I'm sure we've have all heard the saying, "Respect your elders." But in this scenario, who should be afforded respect in the disagreement (given both should respect each other, but I'm speaking in the case of conflict)? Should it be the manager because she is a supervisory role and is responsible for the behaviors and actions of the employee? Or should it the employee because she is 20 years older than the manager?
When should respect be afforded? Is respect something that should be given solely because of a person's age? Or does respect have to be earned? What are your thoughts?
Edited to clarify: It is already assumed that each person should afford whatever respect deserved as a human being. That is not what is being asked here.
I noticed respect for age is not an American thing compared to other countries. The idea is that one of age and/or spiritual experience has more wisdom of things in the past and/or things experienced for years that someone who is young or just started practicing would experience.
Respect for employee and manager in American culture I've noticed is somewhat of the same standards but instead of basing it on wisdom and knowledge, it's based on hierarchy and title. So a manager who has less work-experience and more college experience in financing would be respected more because of their title and station rather than the former wisdom and experience. Age is a factor by default; but then you have a lot of elders who haven't learned by experience. You have younger folk that are more open to how others experienced and can empathize and even take the knowledge in as their own.

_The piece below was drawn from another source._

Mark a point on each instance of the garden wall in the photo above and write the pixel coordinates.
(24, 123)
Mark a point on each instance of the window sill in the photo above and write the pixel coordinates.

The order of respect depends on culture. I'm born, raised, and probably die an American with no cultural experience and never been out of the country. So, respect is somewhat different in southern states as compared to northern.
I'd say that both manager and employee have the responsibility to respect each other. Without the employee, the manager would have to do the work. Without the manager, the employee wouldn't know what work he needs to do. They are dependant of each other for the success of whatever business both of them work for.
In business, age shouldn't factor in the work equation. If anything, respect should be mutual. Unless in the military, I don't' see why respect wouldn't be mutual because titles don't mean anything if you don't have respect for your employee.